Lambdas: large size (>100m), security group with ingress open ports, missing lambdas’ logs in Cloudwatch log group.
EC2 Load Balancers (classic and ALB)- no instances, listeners or target groups associated. Target groups with bad health.
EC2 Security Groups- LBs’ associated groups with a port mismatch- listens on closed port or closed for a listening port. Unused groups or to open (permit any any).
IAM policies and roles- unused or dangerous.
Route53- generating a mapping of redirections. The end report provides list of unknown destinations. e.g. Known destinations- ec2 private DNS address, Cloudfront DNS addresses. Unknown destinations- raw IP address, external DNS names’ redirections (dDOS, CDN, Analytics etc.)

How-to

Setting up the environment

For step by step explanation go-to https://github.com/AlexeyBeley/horey/blob/main/aws_api/README.md

Connecting to AWS- We must list the accounts we want to manage and the steps to be performed to access each account. Next step is choosing single account to perform the tasks on.

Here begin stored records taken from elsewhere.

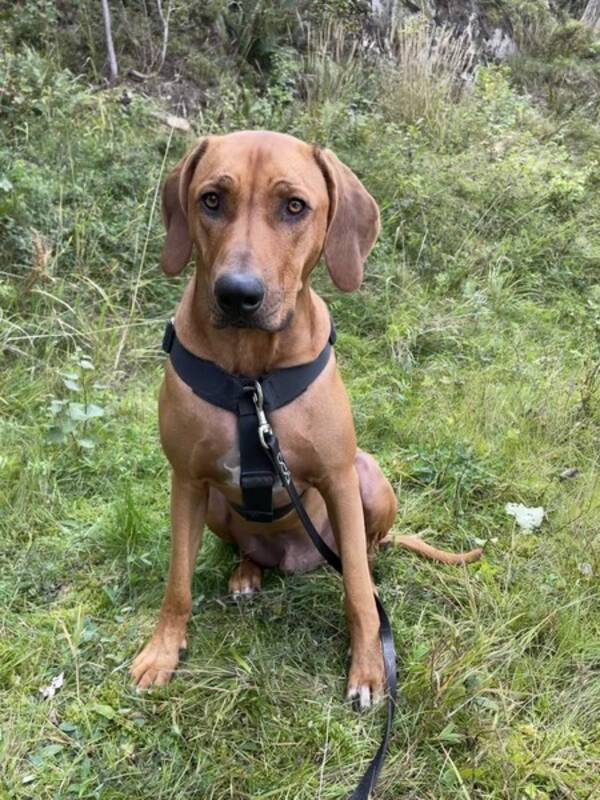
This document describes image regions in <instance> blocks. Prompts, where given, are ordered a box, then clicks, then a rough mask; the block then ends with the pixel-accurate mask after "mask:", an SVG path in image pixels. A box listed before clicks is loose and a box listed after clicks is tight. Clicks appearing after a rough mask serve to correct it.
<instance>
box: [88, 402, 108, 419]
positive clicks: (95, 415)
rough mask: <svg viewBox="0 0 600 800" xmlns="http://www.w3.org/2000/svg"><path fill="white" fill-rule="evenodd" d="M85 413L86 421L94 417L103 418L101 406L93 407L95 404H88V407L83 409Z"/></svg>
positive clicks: (102, 414) (102, 411)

Cached objects- I save the source metadata once prior to running multiple cleanups on it for time and AWS throttling economy.

Running cleanups- Each cleanup method needs different objects initiated before being triggered. You can know exactly what objects to initiate from “horey/aws_api/tests/test_aws_api_cleanup.py” file. See examples here: https://github.com/AlexeyBeley/horey/blob/main/aws_api/docs/README_CLEANUP.md

(!)Warnings(!)

Warranty: This code is alive- I do refactor it from time to time. Unit test coverage is very limited. Though the ideas and techniques can be easily reused in standalone projects.

Time and space considerations: currently there are 2 cleanups facing large amounts of data- S3 objects and Cloudwatch streams.

e.g.

Cloudwatch: 700,000,000 streams’ metadata being downloaded for 30 days.

S3:

Input: 600 TB stored data, 2,000,000,000 objects’ keys, average object size 150kb.
Processing: Metadata downloaded for 10 days, generated cache size- 856G, generated 23,000 files, average single cached object representation size- 500 bytes, cleanup running time > 1.5 days.

Code

The main logic of this article resides in the horey.aws_api package: https://github.com/AlexeyBeley/horey/tree/main/aws_api

Please use README.md from this package to get started

Global repository’s horey Makefile is used to install the horey.aws_api package: https://github.com/AlexeyBeley/horey

Several minor packages used by horey.aws_api being installed recursively with the Makefile.